The armchair the Emperor sat down on was covered in red plush and it stood close to Maria Theresa’s portrait. For a moment, the Empress’s eyes seemed to be searching, over the top of Franz Joseph’s head, for the bushy eyebrows of little Baron Conrad, Chief of the General Staff, in order to remind him that the highest decoration an officer of the Imperial and Royal Army could be awarded is, was, and always would be her own Order, the Order of Maria Theresa. Conrad knew how one gained it. He knew Heinrich von Kleist’s Prince of Homburg virtually off by heart.

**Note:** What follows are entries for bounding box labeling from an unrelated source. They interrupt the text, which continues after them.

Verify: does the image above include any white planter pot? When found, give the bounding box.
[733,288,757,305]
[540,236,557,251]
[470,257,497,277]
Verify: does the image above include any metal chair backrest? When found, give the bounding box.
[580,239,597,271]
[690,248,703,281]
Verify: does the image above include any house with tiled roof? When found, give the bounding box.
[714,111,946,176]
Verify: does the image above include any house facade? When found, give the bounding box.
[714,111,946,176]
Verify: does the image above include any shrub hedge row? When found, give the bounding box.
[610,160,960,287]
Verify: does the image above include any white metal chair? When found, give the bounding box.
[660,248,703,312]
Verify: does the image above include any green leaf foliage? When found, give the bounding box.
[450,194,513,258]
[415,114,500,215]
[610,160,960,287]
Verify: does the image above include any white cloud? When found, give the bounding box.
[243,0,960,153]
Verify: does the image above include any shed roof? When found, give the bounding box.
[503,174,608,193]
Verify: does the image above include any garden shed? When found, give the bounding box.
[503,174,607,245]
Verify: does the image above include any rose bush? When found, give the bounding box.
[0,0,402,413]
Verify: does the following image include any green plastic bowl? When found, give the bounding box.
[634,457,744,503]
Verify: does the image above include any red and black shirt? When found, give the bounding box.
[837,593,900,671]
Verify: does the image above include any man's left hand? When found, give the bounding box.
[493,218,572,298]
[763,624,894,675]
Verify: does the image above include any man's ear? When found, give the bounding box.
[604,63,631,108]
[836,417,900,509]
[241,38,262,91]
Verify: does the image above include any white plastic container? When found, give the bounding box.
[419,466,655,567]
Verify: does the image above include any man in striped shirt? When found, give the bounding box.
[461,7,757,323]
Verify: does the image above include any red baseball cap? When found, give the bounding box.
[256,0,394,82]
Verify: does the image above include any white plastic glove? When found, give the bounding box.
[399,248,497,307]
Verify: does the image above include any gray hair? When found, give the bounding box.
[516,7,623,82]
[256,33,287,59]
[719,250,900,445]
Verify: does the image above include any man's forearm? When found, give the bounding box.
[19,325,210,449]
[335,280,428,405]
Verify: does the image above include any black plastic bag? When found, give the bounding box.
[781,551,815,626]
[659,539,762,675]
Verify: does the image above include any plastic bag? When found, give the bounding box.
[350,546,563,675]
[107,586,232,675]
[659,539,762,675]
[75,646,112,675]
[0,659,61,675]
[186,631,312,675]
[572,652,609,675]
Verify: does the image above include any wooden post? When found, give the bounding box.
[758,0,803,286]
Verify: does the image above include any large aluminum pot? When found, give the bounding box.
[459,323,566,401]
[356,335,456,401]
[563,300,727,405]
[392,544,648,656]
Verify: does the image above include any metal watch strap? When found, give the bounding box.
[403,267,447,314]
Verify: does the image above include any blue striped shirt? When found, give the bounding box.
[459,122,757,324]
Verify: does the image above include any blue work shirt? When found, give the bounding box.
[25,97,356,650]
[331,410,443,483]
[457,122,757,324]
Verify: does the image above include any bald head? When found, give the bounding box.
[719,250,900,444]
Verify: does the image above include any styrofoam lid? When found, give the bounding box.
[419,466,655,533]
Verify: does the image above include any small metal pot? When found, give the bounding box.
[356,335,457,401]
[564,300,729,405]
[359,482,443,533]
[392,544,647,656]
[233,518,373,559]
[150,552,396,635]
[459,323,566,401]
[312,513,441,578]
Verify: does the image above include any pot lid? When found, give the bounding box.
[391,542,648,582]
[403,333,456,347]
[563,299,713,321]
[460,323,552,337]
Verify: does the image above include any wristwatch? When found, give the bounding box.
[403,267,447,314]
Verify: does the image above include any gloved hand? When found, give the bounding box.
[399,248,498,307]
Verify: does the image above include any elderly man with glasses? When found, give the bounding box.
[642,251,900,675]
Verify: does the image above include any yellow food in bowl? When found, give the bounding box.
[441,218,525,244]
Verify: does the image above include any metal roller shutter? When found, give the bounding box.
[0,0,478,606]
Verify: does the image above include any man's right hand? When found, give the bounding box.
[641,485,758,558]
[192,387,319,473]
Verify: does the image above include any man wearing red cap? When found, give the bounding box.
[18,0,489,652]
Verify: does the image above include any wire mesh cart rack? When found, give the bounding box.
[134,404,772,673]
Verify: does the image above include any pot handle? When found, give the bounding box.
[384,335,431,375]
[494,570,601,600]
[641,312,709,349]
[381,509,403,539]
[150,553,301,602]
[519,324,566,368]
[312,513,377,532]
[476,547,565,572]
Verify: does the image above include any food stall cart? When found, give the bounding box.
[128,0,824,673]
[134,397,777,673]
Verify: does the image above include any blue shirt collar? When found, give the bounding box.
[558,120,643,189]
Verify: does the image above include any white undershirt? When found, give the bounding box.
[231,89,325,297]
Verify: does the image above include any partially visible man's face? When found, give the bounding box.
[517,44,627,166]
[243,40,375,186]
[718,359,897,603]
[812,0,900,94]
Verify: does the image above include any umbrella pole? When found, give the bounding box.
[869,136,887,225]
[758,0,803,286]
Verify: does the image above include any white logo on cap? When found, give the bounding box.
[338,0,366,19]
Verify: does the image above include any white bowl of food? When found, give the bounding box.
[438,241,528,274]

Just then, dusk began to sprinkle fluff on the old portraits, exaggerating their outlines. The portraits grew and grew and grew, eventually merging into a continuous grey mass along with the wallpaper and the wood panelling of the elegant room. Prince Eugene of Savoy, with a final glint of his sleek, mirror-like black armour, disappeared into the gloom, where only a moment earlier his golden sceptre and the signet ring on his finger had clearly stood out. Maria Theresa’s crinoline billowed like a gigantic, bulbous cushion filling with water. One might have expected that at any moment the old matriarch of the Habsburgs would emerge from her gilt frame, powerfully elbowing aside these old sclerotics, and casually sit down next to the wilting offspring of her exuberant lifeblood. She would embrace the old man in her plump arms, injecting vigour into his pale, withered being, and burst into lusty peals of laughter.

But the lights in the crown of St Stephen are going out one by one; the fiery glints in her eyes grow dim.

A valet enters. He turns on the electric lights in the crystal chandeliers. Not all of them, however, because His Imperial Majesty cannot bear bright lights. With a trembling hand, he dons his spectacles. After a short while, he removes them again and spends a long time cleaning them with a handkerchief. At this point the bald Count Berchtold, the Foreign Minister, loses his patience. He takes some documents from his briefcase, casting his gaze sternly, yet respectfully, in the Emperor’s direction. His Parisian fragrances not unpleasantly tickle the nostrils of his immediate neighbour, His Excellency von Krobatin, the Minister for War. This aroma at dusk arouses in him memories of his youth. Those wonderful Hungarian girls really know how to kiss!